Discutir criatividade em ciência não faz sentido. O que faz sentido é discutir a criatividade dos cientistas. Existem os mais pragmáticos, que equacionam fazer ciência com a aquisição e organização de dados obtidos no laboratório ou por meio de observações de fontes longínquas, como em astronomia. Para esses, o progresso em ciência depende da precisão dessas medidas, o que implica uma íntima relação entre o progresso tecnológico e o científico. Sem novas máquinas e aparelhos de medição, a ciência não avança.

Existem também os sonhadores, aqueles cuja criatividade brota de uma pré-concepção de como o mundo deve ser organizado, em geral inspirada por conceitos estéticos, como simetria e beleza. "Sonhadores" talvez seja uma caracterização exagerada. Mas o ponto é que, sem a impetuosidade, às vezes quase que irracional, que vem da inspiração, fica difícil desvendar os mistérios mais profundos da natureza. Ou seja, para os sonhadores, acreditar na verdade de suas idéias é fundamental, mesmo que elas sejam inicialmente ridicularizadas por outros sonhadores ou por pragmáticos.
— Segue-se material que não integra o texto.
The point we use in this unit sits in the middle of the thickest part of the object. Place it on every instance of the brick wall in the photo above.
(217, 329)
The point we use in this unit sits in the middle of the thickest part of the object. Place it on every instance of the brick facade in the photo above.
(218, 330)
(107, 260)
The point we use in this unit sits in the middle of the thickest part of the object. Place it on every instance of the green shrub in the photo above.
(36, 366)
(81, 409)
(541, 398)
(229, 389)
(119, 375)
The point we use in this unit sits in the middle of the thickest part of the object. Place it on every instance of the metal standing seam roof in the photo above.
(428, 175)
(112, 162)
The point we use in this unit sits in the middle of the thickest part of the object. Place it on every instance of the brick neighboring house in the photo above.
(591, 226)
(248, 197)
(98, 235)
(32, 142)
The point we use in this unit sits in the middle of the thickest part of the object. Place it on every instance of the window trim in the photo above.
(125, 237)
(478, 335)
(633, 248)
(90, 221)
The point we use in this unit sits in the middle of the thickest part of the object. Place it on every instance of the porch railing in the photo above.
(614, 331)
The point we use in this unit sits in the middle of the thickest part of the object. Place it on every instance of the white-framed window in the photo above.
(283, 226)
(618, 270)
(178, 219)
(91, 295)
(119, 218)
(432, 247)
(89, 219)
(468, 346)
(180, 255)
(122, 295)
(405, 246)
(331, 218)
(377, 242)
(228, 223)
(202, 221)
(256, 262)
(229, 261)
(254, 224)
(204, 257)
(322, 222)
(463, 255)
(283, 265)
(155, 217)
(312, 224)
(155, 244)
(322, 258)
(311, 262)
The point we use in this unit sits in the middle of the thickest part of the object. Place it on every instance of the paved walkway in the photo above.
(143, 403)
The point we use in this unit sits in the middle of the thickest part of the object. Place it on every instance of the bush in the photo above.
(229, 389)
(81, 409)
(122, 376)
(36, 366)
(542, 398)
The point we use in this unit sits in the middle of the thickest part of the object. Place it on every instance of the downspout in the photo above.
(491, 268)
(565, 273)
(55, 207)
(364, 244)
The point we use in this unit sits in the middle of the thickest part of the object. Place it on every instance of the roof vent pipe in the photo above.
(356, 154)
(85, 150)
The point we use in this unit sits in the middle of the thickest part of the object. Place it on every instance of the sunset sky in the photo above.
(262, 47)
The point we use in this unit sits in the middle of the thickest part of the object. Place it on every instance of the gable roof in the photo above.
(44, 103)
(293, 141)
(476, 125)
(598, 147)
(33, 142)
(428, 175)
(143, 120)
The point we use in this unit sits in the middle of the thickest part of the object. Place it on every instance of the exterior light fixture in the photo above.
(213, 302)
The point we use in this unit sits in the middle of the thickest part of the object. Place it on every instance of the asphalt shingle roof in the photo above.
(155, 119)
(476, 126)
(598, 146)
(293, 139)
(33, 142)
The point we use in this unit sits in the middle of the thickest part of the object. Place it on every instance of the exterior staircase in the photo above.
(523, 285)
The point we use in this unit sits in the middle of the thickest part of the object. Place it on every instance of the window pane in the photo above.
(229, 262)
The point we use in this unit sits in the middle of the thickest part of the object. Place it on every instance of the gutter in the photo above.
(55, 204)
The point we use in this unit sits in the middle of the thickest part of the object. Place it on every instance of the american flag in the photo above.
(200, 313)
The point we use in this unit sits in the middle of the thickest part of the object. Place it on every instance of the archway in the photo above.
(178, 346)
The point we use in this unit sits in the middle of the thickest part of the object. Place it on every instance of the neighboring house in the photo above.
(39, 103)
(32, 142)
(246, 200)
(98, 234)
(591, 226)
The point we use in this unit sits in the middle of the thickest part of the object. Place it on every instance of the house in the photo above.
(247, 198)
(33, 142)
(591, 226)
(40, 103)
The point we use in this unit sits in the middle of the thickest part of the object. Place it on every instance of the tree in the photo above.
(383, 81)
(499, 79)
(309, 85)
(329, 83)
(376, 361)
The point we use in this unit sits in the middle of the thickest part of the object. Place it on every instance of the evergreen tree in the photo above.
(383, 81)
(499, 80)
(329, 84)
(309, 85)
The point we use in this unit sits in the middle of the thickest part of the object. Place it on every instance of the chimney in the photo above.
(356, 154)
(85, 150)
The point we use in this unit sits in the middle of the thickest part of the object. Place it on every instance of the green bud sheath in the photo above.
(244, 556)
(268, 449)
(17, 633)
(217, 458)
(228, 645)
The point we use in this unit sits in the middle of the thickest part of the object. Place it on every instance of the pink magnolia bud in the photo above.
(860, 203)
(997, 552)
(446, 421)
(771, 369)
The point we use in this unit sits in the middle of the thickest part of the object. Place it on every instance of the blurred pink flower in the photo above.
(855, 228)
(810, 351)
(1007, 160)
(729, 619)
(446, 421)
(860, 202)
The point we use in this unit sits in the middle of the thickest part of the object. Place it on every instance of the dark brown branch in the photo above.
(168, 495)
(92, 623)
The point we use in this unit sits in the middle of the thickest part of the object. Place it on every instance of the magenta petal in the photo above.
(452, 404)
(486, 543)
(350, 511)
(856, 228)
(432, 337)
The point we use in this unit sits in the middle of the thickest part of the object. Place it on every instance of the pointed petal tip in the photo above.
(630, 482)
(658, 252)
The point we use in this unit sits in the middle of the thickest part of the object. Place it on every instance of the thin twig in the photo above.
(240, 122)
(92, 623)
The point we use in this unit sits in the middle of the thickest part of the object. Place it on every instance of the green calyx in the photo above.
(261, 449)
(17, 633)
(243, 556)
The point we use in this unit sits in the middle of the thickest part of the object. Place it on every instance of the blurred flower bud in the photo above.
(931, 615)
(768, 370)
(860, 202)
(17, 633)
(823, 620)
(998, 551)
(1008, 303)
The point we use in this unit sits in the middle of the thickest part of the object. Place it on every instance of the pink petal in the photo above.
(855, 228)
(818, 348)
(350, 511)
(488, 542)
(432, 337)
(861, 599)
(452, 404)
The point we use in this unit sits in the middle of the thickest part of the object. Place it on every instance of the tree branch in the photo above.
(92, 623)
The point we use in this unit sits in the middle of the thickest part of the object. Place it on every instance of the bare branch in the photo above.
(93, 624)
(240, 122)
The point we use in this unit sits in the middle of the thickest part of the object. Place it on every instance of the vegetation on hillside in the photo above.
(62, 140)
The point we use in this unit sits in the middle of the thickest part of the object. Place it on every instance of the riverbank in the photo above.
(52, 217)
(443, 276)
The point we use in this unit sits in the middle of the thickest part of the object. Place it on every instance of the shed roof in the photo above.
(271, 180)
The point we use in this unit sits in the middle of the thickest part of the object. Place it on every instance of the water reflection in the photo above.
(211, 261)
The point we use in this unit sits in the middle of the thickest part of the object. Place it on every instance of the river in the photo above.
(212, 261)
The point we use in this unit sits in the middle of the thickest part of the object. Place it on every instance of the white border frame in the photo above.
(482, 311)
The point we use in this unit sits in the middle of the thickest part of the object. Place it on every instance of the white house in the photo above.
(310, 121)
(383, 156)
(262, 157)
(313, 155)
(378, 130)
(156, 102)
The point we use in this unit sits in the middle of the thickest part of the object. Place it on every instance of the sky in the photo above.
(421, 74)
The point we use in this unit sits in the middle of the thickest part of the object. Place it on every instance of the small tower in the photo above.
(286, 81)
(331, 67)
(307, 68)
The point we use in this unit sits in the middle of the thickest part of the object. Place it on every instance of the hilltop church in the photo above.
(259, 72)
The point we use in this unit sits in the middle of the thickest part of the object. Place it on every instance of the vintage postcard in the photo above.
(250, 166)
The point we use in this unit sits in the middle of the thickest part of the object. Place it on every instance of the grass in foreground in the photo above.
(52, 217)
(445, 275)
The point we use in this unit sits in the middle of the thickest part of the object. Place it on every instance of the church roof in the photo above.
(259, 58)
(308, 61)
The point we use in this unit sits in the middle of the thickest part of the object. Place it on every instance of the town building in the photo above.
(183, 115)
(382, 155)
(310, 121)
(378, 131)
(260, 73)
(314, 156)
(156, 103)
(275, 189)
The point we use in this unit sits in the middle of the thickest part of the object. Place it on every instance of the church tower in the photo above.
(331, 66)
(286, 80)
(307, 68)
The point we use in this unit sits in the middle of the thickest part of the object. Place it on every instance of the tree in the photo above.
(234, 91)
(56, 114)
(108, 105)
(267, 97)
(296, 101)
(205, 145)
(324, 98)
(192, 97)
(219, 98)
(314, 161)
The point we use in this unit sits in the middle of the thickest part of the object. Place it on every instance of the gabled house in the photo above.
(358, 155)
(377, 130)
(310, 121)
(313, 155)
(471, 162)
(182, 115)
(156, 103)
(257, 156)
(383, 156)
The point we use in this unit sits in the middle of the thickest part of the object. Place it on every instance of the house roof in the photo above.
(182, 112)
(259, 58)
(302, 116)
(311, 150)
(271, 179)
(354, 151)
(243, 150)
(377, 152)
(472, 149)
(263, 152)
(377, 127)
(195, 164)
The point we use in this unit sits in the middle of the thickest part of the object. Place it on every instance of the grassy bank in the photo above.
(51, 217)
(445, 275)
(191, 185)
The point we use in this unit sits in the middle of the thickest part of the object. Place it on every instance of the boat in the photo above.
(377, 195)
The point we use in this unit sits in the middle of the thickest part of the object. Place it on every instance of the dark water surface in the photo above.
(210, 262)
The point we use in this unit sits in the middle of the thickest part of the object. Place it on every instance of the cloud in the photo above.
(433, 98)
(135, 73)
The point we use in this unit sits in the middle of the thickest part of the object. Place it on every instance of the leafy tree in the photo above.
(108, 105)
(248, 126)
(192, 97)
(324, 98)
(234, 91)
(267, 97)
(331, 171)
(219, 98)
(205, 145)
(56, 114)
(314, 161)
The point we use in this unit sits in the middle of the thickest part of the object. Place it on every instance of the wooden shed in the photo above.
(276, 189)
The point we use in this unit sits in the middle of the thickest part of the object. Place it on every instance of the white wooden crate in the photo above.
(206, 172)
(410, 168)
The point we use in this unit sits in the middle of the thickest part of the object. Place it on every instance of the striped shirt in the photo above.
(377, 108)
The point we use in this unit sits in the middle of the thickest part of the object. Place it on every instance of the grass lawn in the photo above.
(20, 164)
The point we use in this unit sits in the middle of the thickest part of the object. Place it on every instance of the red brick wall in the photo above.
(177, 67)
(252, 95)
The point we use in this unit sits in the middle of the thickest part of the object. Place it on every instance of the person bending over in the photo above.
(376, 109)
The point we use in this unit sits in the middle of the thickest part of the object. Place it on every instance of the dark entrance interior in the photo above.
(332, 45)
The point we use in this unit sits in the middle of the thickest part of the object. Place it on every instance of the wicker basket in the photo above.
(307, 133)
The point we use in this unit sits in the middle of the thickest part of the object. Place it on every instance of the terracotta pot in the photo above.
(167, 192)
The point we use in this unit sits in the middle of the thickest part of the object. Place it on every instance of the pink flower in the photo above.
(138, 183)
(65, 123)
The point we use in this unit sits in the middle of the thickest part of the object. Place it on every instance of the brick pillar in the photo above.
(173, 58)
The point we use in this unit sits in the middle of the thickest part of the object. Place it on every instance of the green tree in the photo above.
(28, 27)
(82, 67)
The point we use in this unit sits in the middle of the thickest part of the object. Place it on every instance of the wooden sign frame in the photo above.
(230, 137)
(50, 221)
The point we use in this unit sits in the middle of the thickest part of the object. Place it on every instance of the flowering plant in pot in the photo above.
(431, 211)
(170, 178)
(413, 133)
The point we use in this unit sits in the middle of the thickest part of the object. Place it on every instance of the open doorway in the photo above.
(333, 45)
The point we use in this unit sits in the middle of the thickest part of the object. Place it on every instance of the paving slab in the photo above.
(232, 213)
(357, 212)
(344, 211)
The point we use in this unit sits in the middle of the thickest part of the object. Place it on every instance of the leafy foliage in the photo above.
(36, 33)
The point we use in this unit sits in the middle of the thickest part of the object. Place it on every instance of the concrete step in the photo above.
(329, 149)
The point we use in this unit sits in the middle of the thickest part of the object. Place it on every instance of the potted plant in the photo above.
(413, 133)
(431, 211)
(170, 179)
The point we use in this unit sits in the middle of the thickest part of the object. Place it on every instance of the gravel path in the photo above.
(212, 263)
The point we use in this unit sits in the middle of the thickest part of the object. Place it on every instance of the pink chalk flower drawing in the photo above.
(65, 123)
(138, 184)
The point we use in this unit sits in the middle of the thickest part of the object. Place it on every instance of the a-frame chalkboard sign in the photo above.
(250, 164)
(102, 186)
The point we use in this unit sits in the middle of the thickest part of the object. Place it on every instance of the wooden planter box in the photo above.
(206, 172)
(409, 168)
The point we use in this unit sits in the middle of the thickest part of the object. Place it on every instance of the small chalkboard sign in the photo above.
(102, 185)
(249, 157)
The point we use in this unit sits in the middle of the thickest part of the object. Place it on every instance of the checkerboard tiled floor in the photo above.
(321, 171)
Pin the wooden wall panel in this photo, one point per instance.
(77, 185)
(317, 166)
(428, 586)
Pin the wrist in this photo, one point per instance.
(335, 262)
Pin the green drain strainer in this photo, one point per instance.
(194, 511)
Claro, o adjetivo "sonhador", aqui, deve ser interpretado dentro de parâmetros científicos. Sonho não significa a atividade onírica comum a todos, mas a inspiração que leva à construção de teorias cujas previsões devem ser testadas cuidadosamente. Afinal, está se falando de criatividade em ciência e não se deve perder de vista que sua missão é explicar o funcionamento do mundo à nossa volta (e o que existe dentro de nós).

Existem inúmeros exemplos na história da ciência de pragmáticos e sonhadores. Mas poucos ilustram tão bem a diferença entre os dois processos criativos quanto as histórias do dinamarquês Thycho Brahe (1546-1601) e do alemão Johannes Kepler (1571-1630).

Brahe transformou a astronomia com a introdução de instrumentos de altíssima precisão, no final do século 16. Ele morreu oito anos antes da introdução do telescópio como instrumento astronômico. Portanto, todas as suas medidas das posições dos astros celestes, de planetas e cometas a estrelas e "estrelas novas" (hoje chamadas supernovas), foram realizadas a olho nu.

Na época, o modelo introduzido por Copérnico em 1543, que tinha o Sol e não a Terra no centro do cosmo, ainda não era universalmente aceito. Brahe, armado de seus instrumentos, entendeu que a questão só seria resolvida definitivamente a partir de dados extremamente precisos.
Como tinha dinheiro, pôde financiar a construção de instrumentos que foram então usados na coleta de dados. Mas a Brahe, brilhante observador, faltava o talento que poria então esses dados em ordem, montando o arcabouço teórico que explicaria a estrutura do cosmo. Aqui entra Kepler, o sonhador.

Kepler foi convidado por Brahe para ser seu assistente no início de 1600. Mesmo sem dados precisos, ele já havia "adivinhado" a estrutura do cosmos. Para ele, apenas a geometria poderia fornecer uma resposta precisa. Isso porque Kepler era herdeiro das idéias dos pitagóricos, que viam a organização cósmica como sendo dependente dos arranjos dos números e das formas geométricas. Para Kepler, Deus era um geômetra, que certamente usou essas proporções estéticas no desenho do cosmo. A questão era encontrar o arranjo preciso. E, para isso, Kepler precisava de dados.

O encontro entre os dois, apesar de muito tempestuoso, mudou a história da astronomia. Com os dados de Brahe, Kepler obteve as três leis que regem o movimento dos planetas em torno do Sol, confirmando definitivamente o sistema copernicano e fornecendo os elementos matemáticos que Newton mais tarde usou em sua Teoria da Gravitação Universal. A moral da história? Sem dados não há ciência; sem sonhos ela pode dar passos, mas não grande saltos.